Sunday, December 20, 2015


Butterflies, so many butterflies! Every time I walk over the hill to Brown Bay they burst forth from the foliage. I saw one big black one the locals call a bat moth, but most measure about 2” across the wingspan, about the size of the white cabbage moths (really butterflies) so common in the states. Here, the most numerous species looks almost like those cabbage moths and I'm sure I see a thousand or more on each walk.
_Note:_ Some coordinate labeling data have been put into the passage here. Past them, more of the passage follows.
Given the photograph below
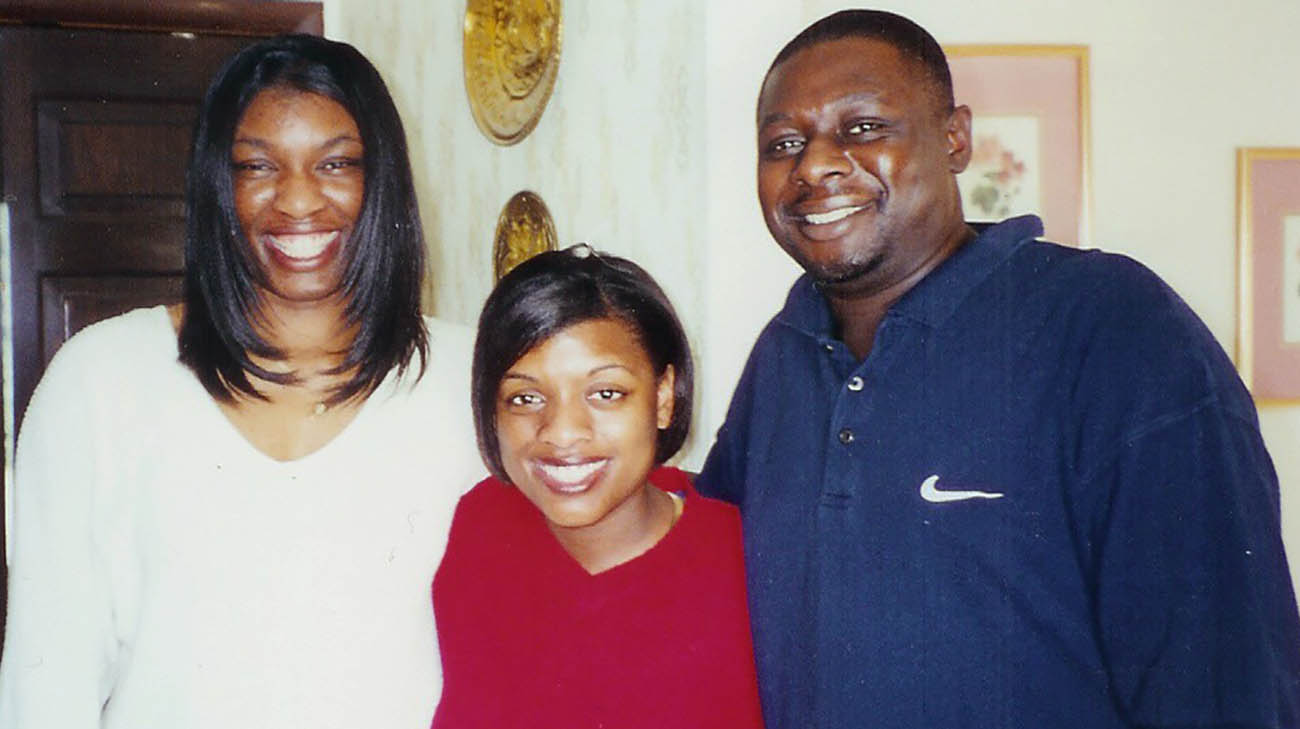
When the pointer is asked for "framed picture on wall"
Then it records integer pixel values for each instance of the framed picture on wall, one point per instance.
(1028, 137)
(1268, 334)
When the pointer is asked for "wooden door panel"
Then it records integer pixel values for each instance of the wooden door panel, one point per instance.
(72, 303)
(94, 134)
(83, 172)
(96, 131)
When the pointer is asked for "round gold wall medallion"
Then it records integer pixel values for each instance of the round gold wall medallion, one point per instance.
(512, 55)
(523, 230)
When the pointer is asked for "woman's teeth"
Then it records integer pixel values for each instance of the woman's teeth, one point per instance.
(302, 244)
(832, 216)
(571, 473)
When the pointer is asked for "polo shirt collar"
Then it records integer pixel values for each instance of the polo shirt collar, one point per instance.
(936, 296)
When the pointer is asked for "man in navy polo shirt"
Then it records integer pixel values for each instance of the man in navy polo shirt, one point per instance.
(987, 482)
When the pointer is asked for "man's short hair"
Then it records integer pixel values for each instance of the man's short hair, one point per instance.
(911, 42)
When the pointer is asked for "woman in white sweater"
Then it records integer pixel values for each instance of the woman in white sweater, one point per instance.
(228, 512)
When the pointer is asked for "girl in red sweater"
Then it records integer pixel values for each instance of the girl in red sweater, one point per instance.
(585, 585)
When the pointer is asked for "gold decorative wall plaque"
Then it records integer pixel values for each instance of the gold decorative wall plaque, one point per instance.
(523, 230)
(512, 55)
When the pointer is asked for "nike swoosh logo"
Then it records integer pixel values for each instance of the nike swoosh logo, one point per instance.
(930, 491)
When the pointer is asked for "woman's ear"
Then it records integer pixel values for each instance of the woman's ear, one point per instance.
(664, 398)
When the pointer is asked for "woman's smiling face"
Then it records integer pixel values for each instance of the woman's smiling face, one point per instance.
(299, 185)
(577, 420)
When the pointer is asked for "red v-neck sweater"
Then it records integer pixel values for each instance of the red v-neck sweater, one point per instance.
(531, 639)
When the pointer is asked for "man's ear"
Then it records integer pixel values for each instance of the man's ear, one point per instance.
(664, 398)
(958, 133)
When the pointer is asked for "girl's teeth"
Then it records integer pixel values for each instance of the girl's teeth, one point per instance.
(302, 246)
(837, 215)
(575, 473)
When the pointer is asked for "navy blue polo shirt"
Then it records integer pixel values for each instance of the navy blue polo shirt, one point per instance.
(1041, 500)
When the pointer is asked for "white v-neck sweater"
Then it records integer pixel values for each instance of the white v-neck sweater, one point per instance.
(168, 575)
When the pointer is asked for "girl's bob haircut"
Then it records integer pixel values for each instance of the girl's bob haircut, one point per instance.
(555, 290)
(381, 283)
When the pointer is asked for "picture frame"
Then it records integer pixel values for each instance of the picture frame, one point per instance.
(1268, 334)
(1030, 135)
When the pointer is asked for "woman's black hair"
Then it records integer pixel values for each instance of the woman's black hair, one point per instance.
(381, 282)
(555, 290)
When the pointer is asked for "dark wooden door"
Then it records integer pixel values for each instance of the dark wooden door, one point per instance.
(95, 127)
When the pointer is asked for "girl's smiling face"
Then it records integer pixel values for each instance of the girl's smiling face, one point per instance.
(577, 420)
(298, 190)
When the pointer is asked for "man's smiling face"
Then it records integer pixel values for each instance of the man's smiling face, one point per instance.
(856, 163)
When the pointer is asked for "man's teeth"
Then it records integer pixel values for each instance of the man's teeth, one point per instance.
(836, 215)
(575, 473)
(302, 244)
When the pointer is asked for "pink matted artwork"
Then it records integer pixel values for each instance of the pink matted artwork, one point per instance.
(1269, 272)
(1030, 134)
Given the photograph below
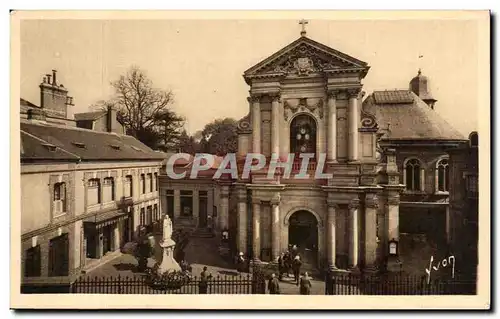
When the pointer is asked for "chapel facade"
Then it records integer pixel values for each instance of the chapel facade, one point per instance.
(307, 99)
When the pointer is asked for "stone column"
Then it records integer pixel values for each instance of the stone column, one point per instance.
(224, 208)
(196, 206)
(332, 127)
(353, 234)
(448, 228)
(116, 234)
(393, 217)
(100, 244)
(275, 125)
(256, 124)
(353, 115)
(371, 206)
(276, 230)
(330, 235)
(256, 229)
(242, 221)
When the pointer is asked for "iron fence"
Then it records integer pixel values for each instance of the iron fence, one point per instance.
(399, 284)
(241, 284)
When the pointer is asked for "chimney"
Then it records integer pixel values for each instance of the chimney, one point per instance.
(53, 97)
(112, 122)
(420, 86)
(54, 82)
(36, 115)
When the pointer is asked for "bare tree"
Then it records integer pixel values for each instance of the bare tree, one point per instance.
(144, 110)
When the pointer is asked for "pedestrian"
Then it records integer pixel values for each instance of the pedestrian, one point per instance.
(296, 268)
(305, 285)
(240, 262)
(287, 263)
(204, 278)
(273, 285)
(281, 266)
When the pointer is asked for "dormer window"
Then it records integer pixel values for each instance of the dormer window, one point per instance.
(442, 175)
(50, 147)
(413, 175)
(79, 145)
(94, 191)
(59, 198)
(109, 189)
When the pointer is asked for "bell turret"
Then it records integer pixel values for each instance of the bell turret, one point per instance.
(420, 86)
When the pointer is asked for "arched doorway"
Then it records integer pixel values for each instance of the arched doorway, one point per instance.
(303, 135)
(303, 232)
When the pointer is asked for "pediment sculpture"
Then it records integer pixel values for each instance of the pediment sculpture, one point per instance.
(309, 105)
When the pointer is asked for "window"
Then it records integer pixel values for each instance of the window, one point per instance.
(143, 217)
(150, 178)
(203, 208)
(186, 203)
(156, 214)
(170, 203)
(128, 186)
(473, 139)
(471, 182)
(59, 198)
(302, 135)
(143, 183)
(94, 191)
(149, 215)
(59, 256)
(412, 175)
(109, 189)
(442, 175)
(33, 262)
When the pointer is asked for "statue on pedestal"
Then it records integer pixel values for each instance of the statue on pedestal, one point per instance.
(168, 262)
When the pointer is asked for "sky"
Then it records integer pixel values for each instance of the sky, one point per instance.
(202, 61)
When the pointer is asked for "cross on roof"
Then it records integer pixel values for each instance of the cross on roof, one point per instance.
(303, 22)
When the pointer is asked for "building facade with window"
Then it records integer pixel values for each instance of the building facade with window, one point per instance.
(409, 124)
(192, 204)
(464, 206)
(80, 196)
(306, 101)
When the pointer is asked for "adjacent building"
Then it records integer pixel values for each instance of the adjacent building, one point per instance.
(84, 193)
(306, 99)
(464, 207)
(410, 125)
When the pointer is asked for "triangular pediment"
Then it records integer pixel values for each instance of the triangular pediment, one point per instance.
(305, 56)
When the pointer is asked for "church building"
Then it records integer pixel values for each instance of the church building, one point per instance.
(307, 98)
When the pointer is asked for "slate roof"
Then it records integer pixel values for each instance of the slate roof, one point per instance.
(89, 116)
(408, 117)
(71, 143)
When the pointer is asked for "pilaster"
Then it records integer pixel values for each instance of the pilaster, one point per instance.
(353, 234)
(331, 221)
(371, 206)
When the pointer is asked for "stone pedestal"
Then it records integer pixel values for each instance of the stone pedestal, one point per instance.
(168, 262)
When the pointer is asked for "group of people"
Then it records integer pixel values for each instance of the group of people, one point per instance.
(273, 285)
(289, 261)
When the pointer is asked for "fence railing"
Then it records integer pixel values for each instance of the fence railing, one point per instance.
(242, 284)
(356, 284)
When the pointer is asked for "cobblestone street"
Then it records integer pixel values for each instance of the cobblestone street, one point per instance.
(200, 252)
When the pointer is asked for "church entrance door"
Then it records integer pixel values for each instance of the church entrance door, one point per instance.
(303, 233)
I also come across a few groups of a half-dozen tiger-stripped species, often mixing with the white ones, but the white ones are the main show: hitting me in the face as I walk, easily caught in a one-hand grab. I don't know what has caused this enormous population explosion, but perhaps it has something to do with the several-month drought that just broke in October.
Found dying on the trail

When I arrived here two years ago, I noticed a species of something that appeared to be a milkweed shrub and, on closer inspection, found a monarch caterpillar upon it. No one else here seems to know about the monarchs and I haven't looked much since until last Friday, when I altered my path to walk past a milkweed. There, hanging from a leaf, was the first monarch chrysalis I have ever seen in the wild. And, nearby, a caterpillar busily ate its way toward its own oblivion and rebirth.

Very cool.

Good night, everyone. I hope that you find wonders in your days.


  1. Merry Christmas Dustin. I love reading of your adventures.

  2. Merry Christmas Dustin. I love reading of your adventures.